Like many other organophosphates, diazinon is a potent neurotoxin. Specifically, it permanently suppresses the activity of acetylcholinesterase, an enzyme which is necessary for nerve function. The mechanism behind this action involves the agent’s phosphorus atom binding to the enzyme site. Since the role of acetylcholinesterase is to degrade the neurotransmitter acetylcholine, an excessive amount is left to concentrate in the synaptic cleft where it can no longer reach neurotransmitter receptors. This activity results in paralysis and, ultimately, death.
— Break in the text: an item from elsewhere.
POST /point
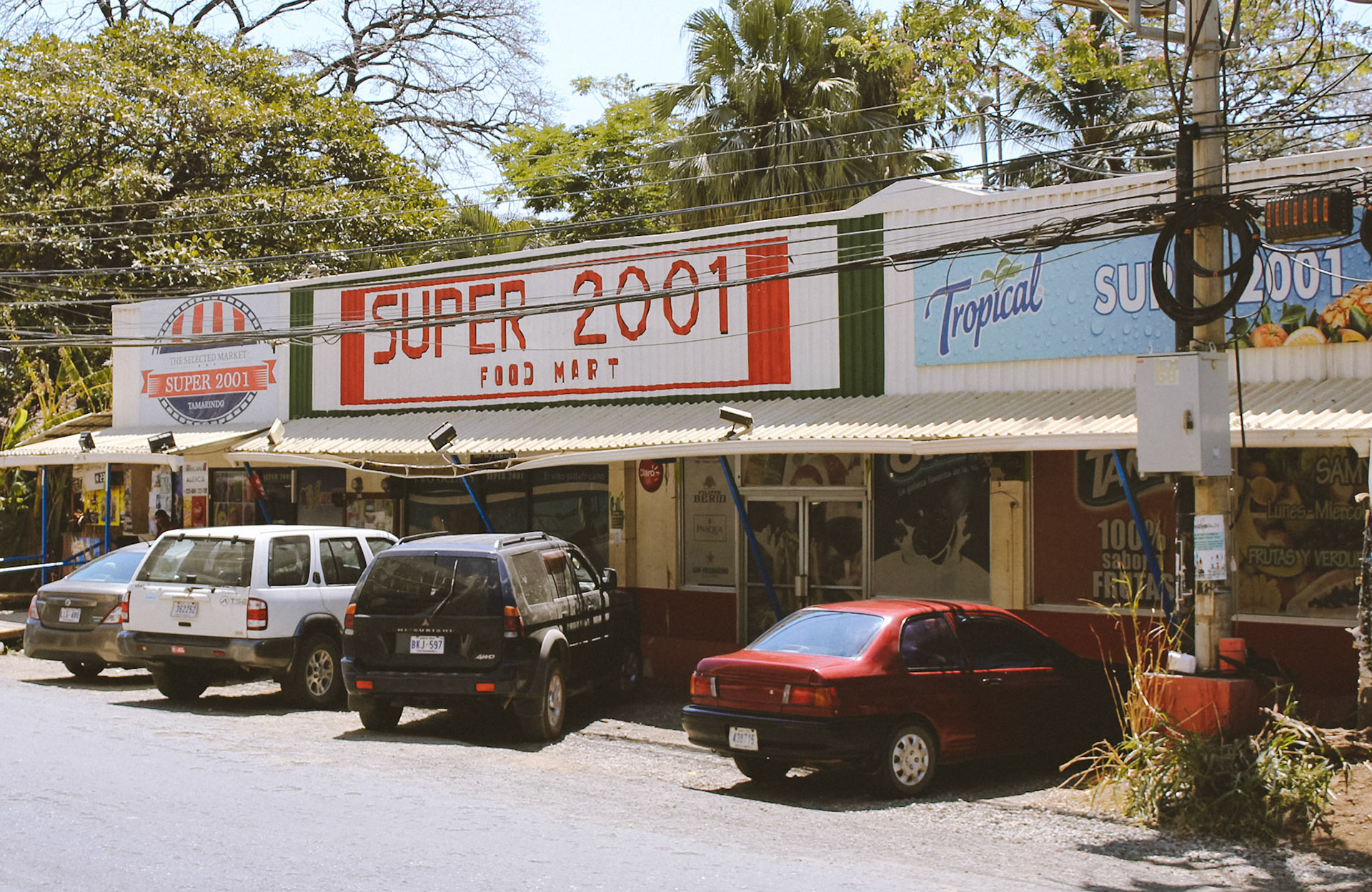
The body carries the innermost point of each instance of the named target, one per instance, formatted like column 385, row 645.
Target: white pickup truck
column 222, row 603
The Environmental Protection Agency (EPA) took action in the late 1980s to stop the use of this chemical to treat the turf on golf courses because of its detrimental effect on bird populations. In December 2004, the sale of any diazinon-based insecticide or pesticide intended for residential lawn, garden, or indoor application was banned. However, it is not unlawful for consumers to use any product that may have been stored prior to the ban being initiated, as long as protocols for its handling and disposal are met. In addition, the EPA continues to allow the use of diazinon for agricultural use.
In terms of environmental impact, diazinon is considered non-systemic. It does not persist in the environment since it naturally degrades into other chemicals relatively quickly. In fact, the substance has a half live of only two to six weeks. However, although this substance may not bioconcetrate in the food chain, it can be transported through the soil by runoff and contaminate groundwater.
Obviously, ingestion of diazinon should be avoided. However, it can readily permeate the skin, from which it can enter the bloodstream and target the nervous system. For this reason, great care should be taken when handling this substance. Statistically, the incidence of accidental poisoning in humans is relatively low, but exposure to very high levels has proven fatal. Signs of mild toxicity include impaired vision with constricted pupils, dizziness, and muscle weakness, while severe toxicity is indicated by vomiting, slow pulse, labored breathing, and coma.